Hanna is what you'd call mentally ill. She'd call it being totally crazy. After running away to Portero, Texas to find her estranged mother, Hanna thinks this new town can't be any crazier than she is. She's wrong. Portero is haunted with doors to dimensions of the dead, and protected by demon hunters called Mortmaine. Hanna soon falls for a young Mortmaine named Wyatt, but when her mother is possessed by a murdering ghost, Hanna decides to do whatever it takes to save her, even if it means betraying the boy she loves. In the end no one will be left unscarred.

Bleeding Blue

Bleeding Blue PDF

Author: Brian Shea

Publisher:

Published: 2020-02-04

Total Pages: 272

ISBN-13: 9781951249762

DOWNLOAD EBOOK →

With two street gangs on the brink of war, Detective Michael Kelly must solve a murder before the entire town goes up in flames.
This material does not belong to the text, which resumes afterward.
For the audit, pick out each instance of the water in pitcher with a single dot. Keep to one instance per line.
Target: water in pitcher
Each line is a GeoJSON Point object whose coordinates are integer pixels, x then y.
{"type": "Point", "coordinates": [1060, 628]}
THE SECOND NOVEL OF THE NEW BOSTON CRIME THRILLER SERIES BY FORMER DETECTIVE BRIAN SHEA.

All Bleeding Stops

All Bleeding Stops PDF

Author: Michael J Collins

Publisher: FriesenPress

Published: 2021-07-16

Total Pages: 297

ISBN-13: 1525598406

DOWNLOAD EBOOK →

What does a doctor do when he thinks his best is not good enough? Matthew Barrett, thirty-one years old and fresh out of residency, is drafted and sent to Vietnam as a combat surgeon in 1967 at the heightof the Vietnam War. Compassionate and sensitive to a fault, he is determined to make a difference but quickly finds his idealism crushed by the pain, suffering, and indifference that surround him. Shamed by his inexperience and tormented by his failures, he slowly unravels. Only the love of Therese Hopkins, a nurse, keeps him from falling apart. But will their love survive the grinding horror of war? Matthew’s journey of redemption takes him from combat surgeon in Vietnam to transplant doctor in Ohio and, finally, to physician in a relief camp in Biafra, exploring how the caring and compassion that draws young people to pursue the healing arts can also sow the seeds of their own destruction, and how love may be the only thing that can finally make all bleeding stop.